The work of Italian architect and designer Gio Ponti is the focus of a major exhibition at the Musée des Arts Décoratifs in Paris. Curator Salvatore Licitra, who is also Ponti's nephew, picks out five of the most important designs in the show.
On show at the Musée des Arts Décoratifs until 5 May 2019, Tutto Ponti: Gio Ponti Archi-Designer explores the full scope of Ponti's six decade-long career as a designer and architect, from 1921 to 1978.
Ponti designed both buildings and furniture as well as producing interiors, tile and textiles, and his ideas and methods crossed back and forth between the disciplines. And despite working at a time of increasing mass production, he was just as interested in craft.
"A way of looking at the present"
With the exhibition, Salvatore Licitra wanted to address how Gio Ponti "a man born in the 19th century and who passed away 4o years ago, continues to be and has increasingly become, a reference for architects, designers and artists around the world".
"This is not a case of presenting an account of 'Italian arts' and of a figure from a bygone age, but rather a way of looking at the present, and at the sources to which important contemporary expressions of creativity refer and look for inspiration," he said.

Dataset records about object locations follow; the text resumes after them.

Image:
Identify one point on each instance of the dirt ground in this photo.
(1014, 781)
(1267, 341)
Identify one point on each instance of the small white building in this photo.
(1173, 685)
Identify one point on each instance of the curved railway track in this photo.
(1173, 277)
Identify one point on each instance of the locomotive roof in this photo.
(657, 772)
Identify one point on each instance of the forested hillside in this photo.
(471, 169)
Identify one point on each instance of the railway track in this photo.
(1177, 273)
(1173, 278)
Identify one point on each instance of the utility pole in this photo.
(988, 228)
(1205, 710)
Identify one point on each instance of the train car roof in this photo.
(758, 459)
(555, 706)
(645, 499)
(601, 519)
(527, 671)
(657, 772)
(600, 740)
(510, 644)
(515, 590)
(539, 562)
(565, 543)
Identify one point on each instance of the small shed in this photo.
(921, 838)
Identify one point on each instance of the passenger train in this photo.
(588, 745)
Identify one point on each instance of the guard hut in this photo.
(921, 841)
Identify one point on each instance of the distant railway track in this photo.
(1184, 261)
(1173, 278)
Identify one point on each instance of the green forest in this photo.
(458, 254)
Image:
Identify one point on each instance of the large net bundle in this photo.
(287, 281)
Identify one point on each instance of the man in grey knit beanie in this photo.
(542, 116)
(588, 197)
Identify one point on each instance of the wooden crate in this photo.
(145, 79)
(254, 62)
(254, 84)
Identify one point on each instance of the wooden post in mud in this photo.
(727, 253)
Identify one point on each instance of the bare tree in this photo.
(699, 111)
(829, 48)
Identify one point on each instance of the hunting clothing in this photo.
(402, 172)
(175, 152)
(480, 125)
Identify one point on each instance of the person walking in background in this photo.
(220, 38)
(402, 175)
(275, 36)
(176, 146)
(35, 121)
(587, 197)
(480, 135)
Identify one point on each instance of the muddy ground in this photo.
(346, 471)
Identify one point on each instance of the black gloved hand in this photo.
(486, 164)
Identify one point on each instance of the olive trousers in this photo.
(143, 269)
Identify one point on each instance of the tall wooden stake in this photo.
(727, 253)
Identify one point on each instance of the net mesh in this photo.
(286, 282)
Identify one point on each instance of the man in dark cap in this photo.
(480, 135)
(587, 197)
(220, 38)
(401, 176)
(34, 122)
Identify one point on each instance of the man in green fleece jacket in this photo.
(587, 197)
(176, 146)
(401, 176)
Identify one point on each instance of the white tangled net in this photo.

Here, Licitra picks five of Ponti's most influential furniture designs and explains how they embody his design principles:
811 armchair
"The 811 armchair effectively represents the switch from artisanal furniture and cabinet-making to industrialised mass production.
"The expression of this chair is basically provided by its wooden frame, which suggests fine craftsmanship, but also boasts a suspension system for the seat and backrest with elastic belts made by Pirelli, which was decidedly innovative for those years. An example, therefore, of hybridisation between industrial production and sophisticated aesthetic finishing and material solutions.
"Those were the years when Ponti, with his creative flair, was busy laying the foundations and promoting, via Domus magazine, what later came to be known as Italian design; mass production backed by a time-honoured culture of top quality craftsmanship."
Mariposa armchair
"In Spanish, the word mariposa means butterfly. And in fact this armchair, with the moving lines of its volumes, and in the profile of its arm and backrests, is effectively reminiscent of a butterfly.
"This was a model, created by Ponti for the Villa Planchart in Caracas, which aesthetically recalls the lines and proportions of Venezuelan villas, but also of Villa Nemazee in Teheran.
"These Pontian villas are architectural butterflies, in the way their plans open up like fans, with their visually suspended walls defining the body of the building, with their flat, lightweight roofs, designed as if they had just alighted, with their canopies protruding like antennas."
D5551 side table
"This small table, designed by Ponti in the early 1950s, is key to understanding Ponti's poetics, in both design and architecture. In its elementary simplicity, it sums up and embodies procedures and principles that animate all Ponti's work. It is a good example of his creative journey, along which his works do not follow one another in a linear fashion.
"The grid that supports the glass reflects the refined small rosewood tables that Ponti had been designing since the 1930s, where the framework of the table is part of the object's aesthetics. A key feature of this item is that the grid is painted to achieve different colour effects according to the point of view."
Sedia di poco sedile
"Ponti used to say that, after the Superleggera chair and the Pirelli skyscraper, he had produced two more equally important designs: Taranto Cathedral and the sedia di poco sedile, or small-seated armchair.
"This chair, with its slender, linear steel frame, which supports the two thinly padded surfaces of the seat and the backrest, looks more like a design than a piece of furniture.
"Here too it is the lean frame itself that interprets the aesthetics of the model. The shiny steel line that supports the backrest proceeds downwards to form the front legs and the one that supports the seat extends to form the back legs.
"This cross-over criterion, which Ponti had been using since the 1950s, even for furniture of completely different styles, like the items for the Andrea Doria ocean liner, enables the surfaces of the seat and the backrest to be completely independent, thereby expressing the utmost lightness."
Lamp with light modules
"Technology developed in the 1960s led to the mass production of lamps using neon tubes as their light source. Ponti masterly interpreted the possibilities that this offered by focusing on the beauty of linear light.
"This is a project of light modules that could create hanging lamps or round ones but also self-standing lamps, and individual or multi-body wall-lamps or ceiling-lamps.
"In this lighting system, designed in the name of essentiality, there is nothing more than the light source and a curved screen for the luminous rod, made with ultra-thin gold anodised aluminium, to provide a body to the lamp and to give direction to the light.
"Anodised aluminium was a material that Ponti knew well, having used it since the end of the 1940s to embellish and brighten up the rooms of the ocean liners that he had furnished, sometimes lining whole walls with it."